We accompanied Palmer Lucky at the Machi Asobi event, we had lots of fun at the event.
I think the location the event was held at was really beautiful. The idea to use an entire street for a large scale anime event is a great idea. This is a good way of utilizing the normally small and cramped convention center aimed at businesses for an anime convention.
I also had lots of fun in the city of Tokushima. There was a lot of green, and there even was a river. It was a wonderful experience to ride a boat to visit the anime art gallery underneath the bridges. I also cosplayed at the cosplay area near the riverside, everyone was taking pictures of me, it was a impressive spectacle.
Machi Asobi actually is a event to revitalize the city.
So it was a plan to increase tourism.
[Regarding your risque cosplay] your behavior at this cosplay event was rather ‘free’. Do you have any personal rules regarding this kind of behavior?
When I work I am extremely self controlled. It also is the same when I dedicate my free time towards my work. But when I am not working it is a entirely different story. I don’t care about how people look at me and about how they think about me. What I care about in my free time is how I can enjoy myself.

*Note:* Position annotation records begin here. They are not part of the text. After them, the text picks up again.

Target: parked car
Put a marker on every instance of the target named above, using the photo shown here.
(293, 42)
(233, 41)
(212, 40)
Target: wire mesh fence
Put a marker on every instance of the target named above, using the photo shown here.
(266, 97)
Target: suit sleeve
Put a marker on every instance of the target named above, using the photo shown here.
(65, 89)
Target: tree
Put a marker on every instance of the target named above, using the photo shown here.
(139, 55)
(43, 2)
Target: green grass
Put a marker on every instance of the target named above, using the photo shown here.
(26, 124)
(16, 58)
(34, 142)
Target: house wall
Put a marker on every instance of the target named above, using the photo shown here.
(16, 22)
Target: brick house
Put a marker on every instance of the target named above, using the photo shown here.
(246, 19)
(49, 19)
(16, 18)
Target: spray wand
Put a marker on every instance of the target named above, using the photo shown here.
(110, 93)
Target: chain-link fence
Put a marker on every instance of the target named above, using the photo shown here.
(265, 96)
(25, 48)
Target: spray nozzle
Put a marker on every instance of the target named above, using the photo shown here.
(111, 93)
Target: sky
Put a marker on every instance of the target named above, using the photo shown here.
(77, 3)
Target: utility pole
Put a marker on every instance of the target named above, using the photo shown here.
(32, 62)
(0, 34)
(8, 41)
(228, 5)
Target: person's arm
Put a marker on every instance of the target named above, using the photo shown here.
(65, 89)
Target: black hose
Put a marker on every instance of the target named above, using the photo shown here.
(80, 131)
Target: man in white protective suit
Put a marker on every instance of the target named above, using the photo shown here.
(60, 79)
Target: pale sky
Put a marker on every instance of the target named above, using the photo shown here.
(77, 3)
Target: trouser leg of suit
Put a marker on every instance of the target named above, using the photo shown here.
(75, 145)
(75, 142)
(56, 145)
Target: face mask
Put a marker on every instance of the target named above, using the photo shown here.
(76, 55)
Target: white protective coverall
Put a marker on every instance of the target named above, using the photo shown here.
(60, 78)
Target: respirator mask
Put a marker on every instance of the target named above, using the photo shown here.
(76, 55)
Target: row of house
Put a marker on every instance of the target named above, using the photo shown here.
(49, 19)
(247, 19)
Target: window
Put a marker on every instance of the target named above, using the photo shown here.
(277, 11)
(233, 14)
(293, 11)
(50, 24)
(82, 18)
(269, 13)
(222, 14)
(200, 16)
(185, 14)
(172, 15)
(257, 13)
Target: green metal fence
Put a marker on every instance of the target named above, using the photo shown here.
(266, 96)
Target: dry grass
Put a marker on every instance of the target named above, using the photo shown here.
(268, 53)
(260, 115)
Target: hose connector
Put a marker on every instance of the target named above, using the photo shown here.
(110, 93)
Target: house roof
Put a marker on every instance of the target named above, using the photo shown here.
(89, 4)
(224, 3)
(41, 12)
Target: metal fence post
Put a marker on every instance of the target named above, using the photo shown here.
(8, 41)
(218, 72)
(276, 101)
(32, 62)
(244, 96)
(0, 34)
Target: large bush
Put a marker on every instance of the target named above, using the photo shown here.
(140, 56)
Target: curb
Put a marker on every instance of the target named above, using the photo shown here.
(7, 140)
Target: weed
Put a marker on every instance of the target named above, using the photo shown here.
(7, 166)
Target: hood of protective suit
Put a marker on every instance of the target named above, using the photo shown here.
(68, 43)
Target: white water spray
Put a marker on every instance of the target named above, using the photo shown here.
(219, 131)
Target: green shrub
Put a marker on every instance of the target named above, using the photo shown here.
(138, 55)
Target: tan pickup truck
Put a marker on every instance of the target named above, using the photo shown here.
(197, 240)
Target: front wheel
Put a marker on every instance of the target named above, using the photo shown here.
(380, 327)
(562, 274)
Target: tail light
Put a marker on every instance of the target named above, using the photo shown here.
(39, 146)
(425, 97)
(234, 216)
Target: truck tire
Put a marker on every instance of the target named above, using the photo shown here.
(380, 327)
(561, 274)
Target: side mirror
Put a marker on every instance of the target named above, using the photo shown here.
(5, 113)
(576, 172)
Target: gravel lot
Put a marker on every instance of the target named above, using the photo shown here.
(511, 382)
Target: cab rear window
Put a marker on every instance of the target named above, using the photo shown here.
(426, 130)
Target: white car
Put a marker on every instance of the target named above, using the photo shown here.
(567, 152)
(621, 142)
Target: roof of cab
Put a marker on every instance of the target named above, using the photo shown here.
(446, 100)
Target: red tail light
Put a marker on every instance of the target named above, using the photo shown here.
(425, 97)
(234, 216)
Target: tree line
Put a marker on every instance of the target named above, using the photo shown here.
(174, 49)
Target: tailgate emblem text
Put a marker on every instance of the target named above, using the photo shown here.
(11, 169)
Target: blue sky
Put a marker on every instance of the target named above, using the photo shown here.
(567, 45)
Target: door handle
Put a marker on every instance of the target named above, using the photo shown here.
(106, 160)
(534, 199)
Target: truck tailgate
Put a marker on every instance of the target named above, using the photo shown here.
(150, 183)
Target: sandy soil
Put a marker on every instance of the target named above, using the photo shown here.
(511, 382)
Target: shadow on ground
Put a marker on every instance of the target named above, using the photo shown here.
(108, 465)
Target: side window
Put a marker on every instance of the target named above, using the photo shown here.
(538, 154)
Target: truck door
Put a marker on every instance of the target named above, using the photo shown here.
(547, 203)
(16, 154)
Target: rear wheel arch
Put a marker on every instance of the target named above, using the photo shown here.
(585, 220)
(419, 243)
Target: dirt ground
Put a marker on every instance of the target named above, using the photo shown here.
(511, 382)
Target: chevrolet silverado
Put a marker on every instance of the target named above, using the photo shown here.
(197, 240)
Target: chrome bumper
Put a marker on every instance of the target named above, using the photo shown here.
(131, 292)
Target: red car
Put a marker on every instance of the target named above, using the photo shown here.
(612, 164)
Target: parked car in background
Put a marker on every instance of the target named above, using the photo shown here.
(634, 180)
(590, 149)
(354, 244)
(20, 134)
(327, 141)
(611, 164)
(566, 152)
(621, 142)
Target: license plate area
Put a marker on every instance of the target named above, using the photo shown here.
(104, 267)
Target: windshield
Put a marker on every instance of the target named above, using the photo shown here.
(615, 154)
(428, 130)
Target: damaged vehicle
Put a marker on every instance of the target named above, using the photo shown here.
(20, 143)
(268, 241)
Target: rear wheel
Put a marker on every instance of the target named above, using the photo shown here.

I do this so when I return to work I will have regained all my energy.
I really love to cosplay and hanging out with people at these events. It is the same with my cosplay this time as Quiet, I did it because I love to cosplay and because I thought other people also would enjoy it.
At the moment I am an unemployed engineer, when I worked at Facebook I was just a business person. The Oculus offices were on the Facebook campus. It certainly was a great working environment. But I had to restrain myself working there. I could not cosplay while working at Facebook.
Palmer said he felt like Umarua chan from the anime “Himouto! Umaru-Chan” while working at Facebook. On the outside Umaru is a perfect talented high school student without flaws but once she arrives at home she is a lazy Otaku.
That’s right, Umaru was holding a secret. She was an Otaku but never showed that side of her outside of her house. I was in exactly the same situation as her for several years. I am glad I’m not currently employed, the good thing about independence is that you can stay yourself both at home and when outside.